巻頭言

Elisabeth Quoix, MD
Elisabeth Quoix, MD
フランス・ストラスブール,
Hôpitaux Universitaires de Strasbourg
呼吸器科
2019年度米国臨床腫瘍学会、
BJ Kennedy
賞受賞者

臨床医の皆様へ
肺がんが今日でも世界の公衆衛生上の問題であり、各国でがん関連の死因として最も多い疾患です。寿命の全体的な延びに伴い、がんの発生率も上昇していることから、最近ではとりわけこの点が高齢者にとって意味を持ってきています。肺がん患者が診断を受けた年齢の中央値は、米国では70歳、ヨーロッパでは65から70歳となっています。有効性や安全性を検討していたり、それが臨床現場ですでに証明されていたりする治療法が数多くあることを考えると、高齢患者への治療に意味はないと考える余地はないと言えるでしょう。
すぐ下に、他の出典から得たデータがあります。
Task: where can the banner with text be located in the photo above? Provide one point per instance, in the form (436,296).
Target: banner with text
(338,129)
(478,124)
同時に、治療の忍容性を今以上に高め、個別化医療を進める必要性を疑う余地もありません。
米国・シカゴで5月31日から6月4日にかけて開催された2019年度米国臨床腫瘍学会では、(ネオ)アジュバント療法や遺伝子変異を伴う様々な種類の腺がんに対する新薬など、肺がんの分野に関して興味を引く多様なデータの報告がありました。免疫療法はファーストライン治療に選ばれるようになってきており、術前のチェックポイント阻害薬投与を評価する第Ⅱ相試験で、納得のいくエビデンスが得られています。アジュバント療法の選択肢も拡大していますが、実際に行う患者の絞り込みにはバイオマーカーが寄与すると思われます。転移がんへの免疫療法に関する長期成績からは一定の割合の患者には効果が数年間持続することが示され、現状以外の予測バイオマーカーが登場し、免疫(化学)療法の開始前と治療開始の初期段階の両方の時期に、どの薬剤にするかを決める判断材料になる可能性も示されました。
分子標的治療に関してですが、新薬はもとより既存の薬剤を用いる併用療法が今後、進行NSCLC患者への新たな標準治療になる可能性があります。EGFRチロシンキナーゼ阻害薬に血管新生阻害薬や化学療法を追加するのが、併用療法の一例です。肺がんに認められることの多い遺伝子変異の種類は増加していますが、ここで重要なのはそれらを選択的かつ強力に阻害する新薬も増えつつあることです。この分野の研究に尽力する方々のおかげで、全身療法の選択肢は化学療法しかないという肺がん患者の割合は減少の一途をたどっています。